他の WCF クライアントと同様に、アプリケーションはモニカーを使用する際に、サービスとの通信に使用するアドレス、バインディング、およびコントラクトを指定します。 コントラクトは、次のいずれかの方法で指定できます。
型指定のあるコントラクト - クライアント コンピューターで COM から参照できる型として登録されます。
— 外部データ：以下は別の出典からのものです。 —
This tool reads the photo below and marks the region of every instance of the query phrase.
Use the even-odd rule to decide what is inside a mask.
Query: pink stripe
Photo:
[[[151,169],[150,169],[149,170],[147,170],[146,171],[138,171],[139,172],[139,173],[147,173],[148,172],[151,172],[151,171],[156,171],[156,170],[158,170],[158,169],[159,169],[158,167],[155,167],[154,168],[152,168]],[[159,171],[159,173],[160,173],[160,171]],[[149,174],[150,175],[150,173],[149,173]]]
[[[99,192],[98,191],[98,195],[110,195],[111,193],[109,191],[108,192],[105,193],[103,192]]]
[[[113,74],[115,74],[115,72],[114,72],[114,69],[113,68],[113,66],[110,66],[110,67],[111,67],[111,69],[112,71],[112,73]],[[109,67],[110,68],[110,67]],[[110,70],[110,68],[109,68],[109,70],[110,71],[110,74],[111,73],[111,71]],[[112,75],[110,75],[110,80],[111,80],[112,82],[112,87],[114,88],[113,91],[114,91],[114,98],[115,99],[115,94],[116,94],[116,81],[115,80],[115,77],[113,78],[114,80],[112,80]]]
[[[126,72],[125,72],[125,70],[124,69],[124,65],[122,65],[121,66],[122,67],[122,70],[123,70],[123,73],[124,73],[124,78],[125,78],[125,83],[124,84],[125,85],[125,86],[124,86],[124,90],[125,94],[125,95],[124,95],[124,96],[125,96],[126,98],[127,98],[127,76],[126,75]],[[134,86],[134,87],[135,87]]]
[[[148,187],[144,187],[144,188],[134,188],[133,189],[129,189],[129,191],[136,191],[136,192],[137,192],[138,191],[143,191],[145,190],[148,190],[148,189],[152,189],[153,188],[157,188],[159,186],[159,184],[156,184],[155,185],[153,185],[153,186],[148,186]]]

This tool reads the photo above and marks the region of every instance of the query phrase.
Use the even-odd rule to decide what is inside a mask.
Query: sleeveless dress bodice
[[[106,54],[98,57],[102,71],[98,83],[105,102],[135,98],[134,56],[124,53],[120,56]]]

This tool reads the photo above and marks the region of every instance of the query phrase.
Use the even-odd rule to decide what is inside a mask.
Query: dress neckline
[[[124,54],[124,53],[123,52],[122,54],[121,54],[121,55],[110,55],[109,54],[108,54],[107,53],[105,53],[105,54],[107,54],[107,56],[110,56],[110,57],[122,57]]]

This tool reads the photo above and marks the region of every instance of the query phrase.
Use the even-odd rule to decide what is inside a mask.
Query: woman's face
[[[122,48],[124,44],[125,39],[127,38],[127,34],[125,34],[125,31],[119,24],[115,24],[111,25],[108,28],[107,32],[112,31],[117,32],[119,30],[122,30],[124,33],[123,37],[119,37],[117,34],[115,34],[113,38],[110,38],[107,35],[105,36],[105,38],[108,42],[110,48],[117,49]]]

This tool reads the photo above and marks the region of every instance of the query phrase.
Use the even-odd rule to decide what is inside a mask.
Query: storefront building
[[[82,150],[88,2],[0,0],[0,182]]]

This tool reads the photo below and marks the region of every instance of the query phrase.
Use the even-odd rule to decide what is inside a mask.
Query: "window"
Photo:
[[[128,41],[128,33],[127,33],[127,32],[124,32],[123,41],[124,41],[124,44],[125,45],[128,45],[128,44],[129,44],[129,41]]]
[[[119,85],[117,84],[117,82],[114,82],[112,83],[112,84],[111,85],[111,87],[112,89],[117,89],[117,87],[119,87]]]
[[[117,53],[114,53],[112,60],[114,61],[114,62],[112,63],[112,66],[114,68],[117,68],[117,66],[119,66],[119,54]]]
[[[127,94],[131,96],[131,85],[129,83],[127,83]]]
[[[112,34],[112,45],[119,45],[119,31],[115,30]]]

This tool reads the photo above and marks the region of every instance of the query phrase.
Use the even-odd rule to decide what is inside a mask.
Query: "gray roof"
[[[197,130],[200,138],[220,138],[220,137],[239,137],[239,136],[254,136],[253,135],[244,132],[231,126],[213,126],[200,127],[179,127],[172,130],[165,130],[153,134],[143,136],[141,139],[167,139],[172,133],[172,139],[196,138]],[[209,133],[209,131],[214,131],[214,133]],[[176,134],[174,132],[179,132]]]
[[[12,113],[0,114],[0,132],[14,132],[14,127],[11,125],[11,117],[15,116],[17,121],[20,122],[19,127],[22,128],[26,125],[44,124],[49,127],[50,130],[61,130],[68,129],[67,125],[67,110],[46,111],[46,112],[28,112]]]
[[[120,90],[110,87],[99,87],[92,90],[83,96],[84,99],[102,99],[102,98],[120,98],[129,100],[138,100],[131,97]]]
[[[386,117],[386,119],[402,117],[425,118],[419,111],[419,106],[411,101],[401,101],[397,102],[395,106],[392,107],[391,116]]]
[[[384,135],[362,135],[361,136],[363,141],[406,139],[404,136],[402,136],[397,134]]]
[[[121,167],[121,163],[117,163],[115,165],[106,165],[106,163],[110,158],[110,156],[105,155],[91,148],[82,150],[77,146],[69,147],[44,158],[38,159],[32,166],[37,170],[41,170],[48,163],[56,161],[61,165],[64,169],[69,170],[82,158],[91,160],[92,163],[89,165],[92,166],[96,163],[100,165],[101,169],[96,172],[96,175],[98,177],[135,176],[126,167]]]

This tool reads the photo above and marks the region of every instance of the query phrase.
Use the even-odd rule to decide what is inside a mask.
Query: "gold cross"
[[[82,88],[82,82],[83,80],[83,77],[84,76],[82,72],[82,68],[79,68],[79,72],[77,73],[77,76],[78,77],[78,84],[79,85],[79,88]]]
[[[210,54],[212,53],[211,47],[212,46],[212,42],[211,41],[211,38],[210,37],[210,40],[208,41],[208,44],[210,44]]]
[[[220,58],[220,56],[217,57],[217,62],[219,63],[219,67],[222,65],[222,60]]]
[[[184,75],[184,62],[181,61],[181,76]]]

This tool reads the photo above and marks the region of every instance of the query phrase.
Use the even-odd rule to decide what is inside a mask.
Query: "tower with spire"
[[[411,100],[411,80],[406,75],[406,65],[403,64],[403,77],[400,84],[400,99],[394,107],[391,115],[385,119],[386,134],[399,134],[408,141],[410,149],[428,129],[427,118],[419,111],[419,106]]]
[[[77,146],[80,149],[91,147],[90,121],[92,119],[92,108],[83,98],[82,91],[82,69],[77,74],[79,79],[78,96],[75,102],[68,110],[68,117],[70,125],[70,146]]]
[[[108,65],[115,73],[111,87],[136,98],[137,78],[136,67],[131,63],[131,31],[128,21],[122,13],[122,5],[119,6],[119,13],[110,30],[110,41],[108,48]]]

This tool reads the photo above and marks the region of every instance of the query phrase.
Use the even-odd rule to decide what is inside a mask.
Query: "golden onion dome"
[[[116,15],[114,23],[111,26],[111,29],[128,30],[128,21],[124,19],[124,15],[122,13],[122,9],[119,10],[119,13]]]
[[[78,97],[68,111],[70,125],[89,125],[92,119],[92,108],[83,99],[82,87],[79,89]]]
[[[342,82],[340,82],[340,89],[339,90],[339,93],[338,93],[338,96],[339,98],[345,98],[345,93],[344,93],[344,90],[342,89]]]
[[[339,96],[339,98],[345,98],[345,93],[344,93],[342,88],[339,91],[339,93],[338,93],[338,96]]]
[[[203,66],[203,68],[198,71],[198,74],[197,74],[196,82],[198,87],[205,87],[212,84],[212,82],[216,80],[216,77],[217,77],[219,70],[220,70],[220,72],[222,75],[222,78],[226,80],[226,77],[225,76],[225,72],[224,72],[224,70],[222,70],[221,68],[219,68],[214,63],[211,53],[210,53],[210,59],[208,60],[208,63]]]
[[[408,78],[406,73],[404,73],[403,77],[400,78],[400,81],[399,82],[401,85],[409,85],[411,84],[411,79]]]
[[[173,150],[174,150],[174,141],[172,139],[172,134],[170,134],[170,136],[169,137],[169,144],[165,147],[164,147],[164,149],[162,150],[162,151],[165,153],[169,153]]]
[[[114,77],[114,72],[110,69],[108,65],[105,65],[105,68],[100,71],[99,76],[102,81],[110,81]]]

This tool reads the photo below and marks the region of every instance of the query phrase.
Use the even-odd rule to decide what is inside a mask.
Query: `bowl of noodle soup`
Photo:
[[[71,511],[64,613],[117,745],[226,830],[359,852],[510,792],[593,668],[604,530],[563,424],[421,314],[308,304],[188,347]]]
WSDL コントラクト - WSDL ドキュメントという形で供給されます。
MEX コントラクト - このコントラクトは実行時に Metadata Exchange (MEX) エンドポイントから取得されます。
サービス モニカーでサポートされるパラメーター
サービス モニカーでサポートされるパラメーターを次の表に示します。
パラメーター | 説明 |
---|---|
address |
サービスの URL 位置。 |
binding |
アプリケーション構成のバインディング セクションの名前。 |
bindingConfiguration |
名前付きバインディング セクション内の名前付きバインディング インスタンス。 |
contract |
サービス コントラクトまたは (MEX の) コントラクト名を表すインターフェイス識別子 (IID)。 |
wsdl |
代替形式のコントラクト定義を提供する WSDL ドキュメント。 |
spnIdentity |
サービスとの通信に使用するサーバー プリンシパル名 (SPN) ID。 |
upnIdentity |
サービスとの通信に使用するユーザー プリンシパル名 (UPN) ID。 |
dnsIdentity |
サービスとの通信に使用する DNS ID。 |
mexAddress |
サービスの Metadata Exchange (MEX) エンドポイントの URL 位置。 |
mexBinding |
MEX エンドポイントと接続するための、アプリケーション構成のバインディング セクションの名前。 |
mexBindingConfiguration |
MEX エンドポイントと接続する名前付きバインディング セクション内の名前付きバインディング インスタンス。 |
bindingNamespace |
取得する MEX のバインディング セクション名の名前空間。 |
contractNamespace |
取得する MEX のコントラクトの名前空間。 |
mexSpnIdentity |
MEX エンドポイントとの通信に使用するサーバー プリンシパル名 (SPN) ID。 |
mexUpnIdentity |
MEX エンドポイントとの通信に使用するユーザー プリンシパル名 (UPN) ID。 |
mexDnsIdentity |
MEX エンドポイントとの通信に使用する DNS ID。 |
serializer |
"XML" シリアライザーと "datacontract" シリアライザーのいずれを使用するかを指定します。 |
Note
完全に COM ベースのクライアントと共にサービス モニカーを使用する場合でも、WCF とこれをサポートする .NET Framework 2.0 がクライアント コンピューターにインストールされている必要があります。 また、サービス モニカーを使用するクライアント アプリケーションには、適切なバージョンの .NET Framework ランタイムが読み込まれていることが重要です。 Office アプリケーション内でモニカーを使用する場合、構成ファイルに、正しいフレームワーク バージョンが読み込まれていることを確認する必要があります。 たとえば Excel の場合、Excel.exe ファイルと同じディレクトリにある Excel.exe.config というファイルに、次のテキストが記述されている必要があります。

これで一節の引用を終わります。